Jeff Dunetz has the entire Camp statement, which emphasizes that Treasury still has not provided “thousands” of documents relevant to the investigation into the targeting scandal:

It is important to note that the Committee has made these discoveries without even having the full universe of documents requested from the IRS – including thousands of documents from Lois Lerner that have not yet been provided. Simply put, our investigation is not yet over, the document collection is not yet complete, and I don’t believe the IRS or the FBI has interviewed a single victim. The notion that the Administration would rush forward with rules intended to remove these groups from the public forum, is simply unacceptable.

Under these proposed rules, activities such as candidate forums, get out the vote efforts, and voter registration would now be considered “political activity” for 501(c)(4) groups. It is notable to mention that these activities would not be considered political for 501(c)(3)s – who cannot engage in any political activity – or unions.

I have long made clear that this Committee will fight any and all efforts to restrict the rights of groups to organize, speak out and educate the public. The legislation before us today would prevent these rules from being implemented by this Administration for one year.
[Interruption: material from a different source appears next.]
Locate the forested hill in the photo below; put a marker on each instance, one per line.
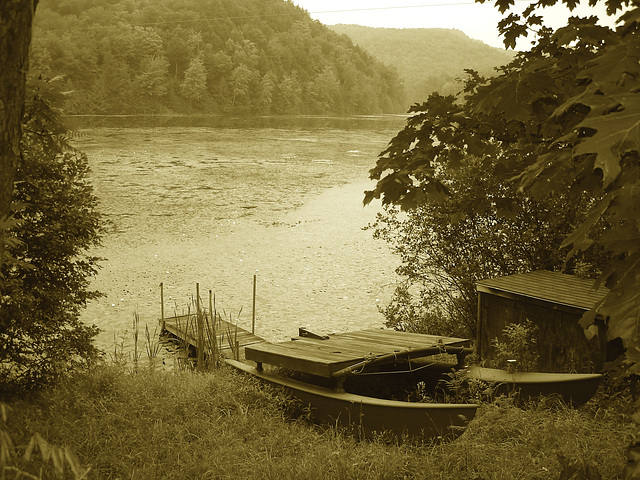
(205, 56)
(427, 59)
This timeframe would allow Congress to finish our investigation and ensure that the agency processes what is already a record number of public comments – more than 23,000 so far – so that the IRS and Treasury can really get to the merits of why these rules were formed.

Katie Pavlich highlights testimony from Cleta Mitchell, who represented one of the organizations claiming to have been targeted, who blasted the IRS and Treasury last week:

The legislation to delay the rule-making at IRS passed out of committee yesterday, 23-13, and should sail to approval in the House. It will probably have to get attached to other legislation for the Senate to pass it, as it’s unlikely that Harry Reid will allow a stand-alone vote on anything that limits executive power in this so-called “year of action” at the White House. Besides, Democrats will need all they help they can get in the midterms.